Your original Go proposal runs on my computer roughly for 1.1 seconds, which is about the same as yours.

Removing interface{} item type

Go doesn't have generics, trying to mimic this behavior with interface{} is not the same and have serious performance impact if the value you want to work with is a primitive type (e.g. int) or some simple structs (like the Go equivalent of your Java Container type). See: The Laws of Reflection #The representation of an interface. Wrapping an int (or any other concrete type) in an interface requires creating a (type;value) pair holding the dynamic type and value to be wrapped (creation of this pair also involves copying the value being wrapped; see an analysis of this in the answer How can a slice contain itself?).
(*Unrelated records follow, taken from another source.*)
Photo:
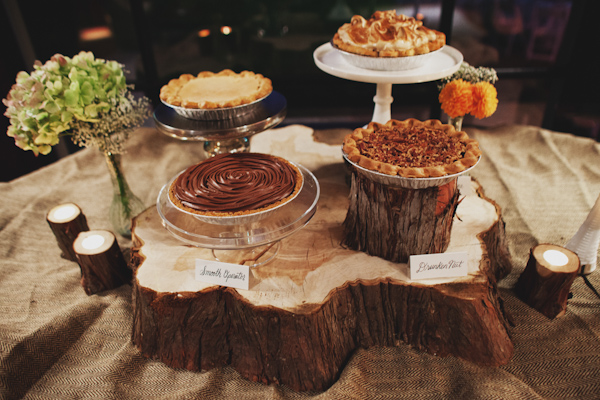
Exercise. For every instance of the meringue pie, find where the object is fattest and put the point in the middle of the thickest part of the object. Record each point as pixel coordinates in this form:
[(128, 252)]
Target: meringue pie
[(209, 90), (412, 148), (387, 34)]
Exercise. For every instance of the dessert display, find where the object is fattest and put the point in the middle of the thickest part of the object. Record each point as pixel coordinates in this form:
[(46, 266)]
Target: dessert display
[(236, 184), (412, 148), (204, 95), (387, 34)]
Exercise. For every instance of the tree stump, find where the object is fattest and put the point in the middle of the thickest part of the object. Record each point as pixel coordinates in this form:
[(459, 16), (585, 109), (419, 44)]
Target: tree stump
[(67, 221), (102, 264), (310, 308), (546, 281), (396, 222)]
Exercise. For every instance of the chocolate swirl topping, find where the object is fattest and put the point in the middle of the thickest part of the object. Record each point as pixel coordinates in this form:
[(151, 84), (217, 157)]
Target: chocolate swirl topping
[(229, 183)]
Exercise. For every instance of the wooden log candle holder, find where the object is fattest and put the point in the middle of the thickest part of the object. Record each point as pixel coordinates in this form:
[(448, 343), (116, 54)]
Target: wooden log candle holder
[(102, 264), (67, 221), (546, 281), (395, 222)]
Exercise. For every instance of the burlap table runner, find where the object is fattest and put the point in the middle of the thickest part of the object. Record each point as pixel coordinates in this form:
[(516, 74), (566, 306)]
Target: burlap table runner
[(58, 343)]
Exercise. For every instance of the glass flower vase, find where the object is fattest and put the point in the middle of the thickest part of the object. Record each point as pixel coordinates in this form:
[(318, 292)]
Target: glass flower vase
[(456, 122), (125, 205)]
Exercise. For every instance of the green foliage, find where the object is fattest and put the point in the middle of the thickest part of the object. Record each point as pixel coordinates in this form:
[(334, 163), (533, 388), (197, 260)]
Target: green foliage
[(65, 95)]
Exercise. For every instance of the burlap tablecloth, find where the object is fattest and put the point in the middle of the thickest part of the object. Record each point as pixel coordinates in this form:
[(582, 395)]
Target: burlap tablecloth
[(58, 343)]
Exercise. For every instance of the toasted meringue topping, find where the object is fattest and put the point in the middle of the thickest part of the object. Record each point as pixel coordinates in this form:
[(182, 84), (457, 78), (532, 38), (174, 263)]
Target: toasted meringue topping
[(387, 34)]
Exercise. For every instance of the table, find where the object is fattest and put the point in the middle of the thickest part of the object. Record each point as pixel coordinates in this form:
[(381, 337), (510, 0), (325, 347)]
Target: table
[(57, 342)]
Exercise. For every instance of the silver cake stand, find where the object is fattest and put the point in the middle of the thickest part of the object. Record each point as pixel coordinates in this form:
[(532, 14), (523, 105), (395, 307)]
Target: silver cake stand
[(441, 64), (245, 239), (227, 135)]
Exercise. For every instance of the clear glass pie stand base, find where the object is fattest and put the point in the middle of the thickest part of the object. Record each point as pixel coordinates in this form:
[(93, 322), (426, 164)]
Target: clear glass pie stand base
[(441, 64), (227, 135), (253, 238)]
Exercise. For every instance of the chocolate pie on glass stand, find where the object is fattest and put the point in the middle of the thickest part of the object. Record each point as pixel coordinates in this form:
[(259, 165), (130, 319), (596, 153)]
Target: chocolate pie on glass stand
[(387, 41), (212, 95), (412, 149), (233, 185)]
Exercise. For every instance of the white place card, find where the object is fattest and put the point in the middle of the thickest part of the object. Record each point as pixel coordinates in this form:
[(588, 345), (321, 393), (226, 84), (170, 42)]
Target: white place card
[(440, 265), (219, 273)]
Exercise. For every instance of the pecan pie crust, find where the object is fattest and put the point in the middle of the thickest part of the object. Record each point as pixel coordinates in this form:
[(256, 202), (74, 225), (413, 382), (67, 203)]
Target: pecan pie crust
[(209, 90), (412, 148)]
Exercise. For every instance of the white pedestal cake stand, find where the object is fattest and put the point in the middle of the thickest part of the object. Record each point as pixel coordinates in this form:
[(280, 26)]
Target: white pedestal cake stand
[(441, 64)]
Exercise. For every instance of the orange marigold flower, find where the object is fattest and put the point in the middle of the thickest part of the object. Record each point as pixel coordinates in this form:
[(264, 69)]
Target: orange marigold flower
[(485, 100), (456, 98)]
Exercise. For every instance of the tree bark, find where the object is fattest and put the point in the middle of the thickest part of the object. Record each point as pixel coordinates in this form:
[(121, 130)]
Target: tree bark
[(395, 223), (544, 285)]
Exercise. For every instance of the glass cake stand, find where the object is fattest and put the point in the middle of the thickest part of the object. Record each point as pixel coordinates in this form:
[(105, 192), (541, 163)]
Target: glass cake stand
[(247, 238), (441, 64), (225, 135)]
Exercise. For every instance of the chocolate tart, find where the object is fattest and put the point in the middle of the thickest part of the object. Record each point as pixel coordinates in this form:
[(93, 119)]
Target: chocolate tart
[(235, 185)]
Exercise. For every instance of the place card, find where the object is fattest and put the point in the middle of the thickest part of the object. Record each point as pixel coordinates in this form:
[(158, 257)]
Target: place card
[(224, 274), (440, 265)]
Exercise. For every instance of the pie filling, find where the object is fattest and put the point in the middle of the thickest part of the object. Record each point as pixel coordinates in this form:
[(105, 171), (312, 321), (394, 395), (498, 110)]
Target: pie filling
[(387, 34), (236, 184), (210, 90), (412, 148)]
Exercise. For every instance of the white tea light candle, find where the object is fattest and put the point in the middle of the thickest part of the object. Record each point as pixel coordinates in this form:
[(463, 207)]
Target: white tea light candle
[(63, 212), (102, 264), (92, 242), (556, 257), (66, 221)]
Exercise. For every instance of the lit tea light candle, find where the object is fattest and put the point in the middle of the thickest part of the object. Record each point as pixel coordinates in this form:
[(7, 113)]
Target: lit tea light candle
[(64, 212), (546, 281), (102, 264), (66, 221)]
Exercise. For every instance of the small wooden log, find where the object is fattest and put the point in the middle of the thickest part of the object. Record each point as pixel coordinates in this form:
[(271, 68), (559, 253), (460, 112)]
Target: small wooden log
[(546, 281), (67, 221), (394, 222), (103, 266)]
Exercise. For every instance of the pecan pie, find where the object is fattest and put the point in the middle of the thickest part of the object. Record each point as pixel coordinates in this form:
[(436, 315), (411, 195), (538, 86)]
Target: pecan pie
[(412, 148), (387, 34), (209, 90)]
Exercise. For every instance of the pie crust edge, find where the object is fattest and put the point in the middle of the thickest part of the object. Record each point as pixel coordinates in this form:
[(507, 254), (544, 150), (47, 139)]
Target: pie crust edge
[(470, 158), (169, 93)]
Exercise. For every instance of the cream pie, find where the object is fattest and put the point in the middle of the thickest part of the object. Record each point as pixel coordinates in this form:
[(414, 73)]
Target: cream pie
[(412, 148), (209, 90), (387, 34), (236, 184)]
Moreover when you want to access the value, you have to use a type assertion which is a runtime check, so the compiler can't be of any help optimizing that (and the check will add to the code execution time)!

So let's not use interface{} for our items, but instead use a concrete type for our case:

type Container struct {
    value int
}

We will use this in the iterator's and stream's next method: Next() Container, and in the mapper function:

type Mapper func(Container) Container

Also we may utilize embedding, as the method set of Iterator is a subset of that of Stream.

Without further ado, here is the complete, runnable example:

package main

import (
    "fmt"
    "time"
)

type Container struct {
    value int
}

type Iterator interface {
    HasNext() bool
    Next() Container
}

type incIter struct {
    i int
}

func (it *incIter) HasNext() bool {
    return it.i < 10000000
}

func (it *incIter) Next() Container {
    it.i++
    return Container{value: it.i}
}

type Mapper func(Container) Container

type Stream interface {
    Iterator
    Map(Mapper) Stream
}

type iterStream struct {
    Iterator
}

func NewStreamFromIter(it Iterator) Stream {
    return iterStream{Iterator: it}
}

func (is iterStream) Map(f Mapper) Stream {
    return mapperStream{Stream: is, f: f}
}

type mapperStream struct {
    Stream
    f Mapper
}

func (ms mapperStream) Next() Container {
    return ms.f(ms.Stream.Next())
}

func (ms mapperStream) Map(f Mapper) Stream {
    return nil // Not implemented / needed
}

func main() {
    s := NewStreamFromIter(&incIter{})
    s = s.Map(func(in Container) Container {
        return Container{value: in.value * 2}
    })

    fmt.Println("Start")
    start := time.Now()

    j := 0
    for s.HasNext() {
        s.Next()
        j++
    }

    fmt.Println(time.Since(start))
    fmt.Println("j:", j)
}

Execution time: 210 ms. Nice, we're already sped it up 5 times, yet we're far from Java's Stream performance.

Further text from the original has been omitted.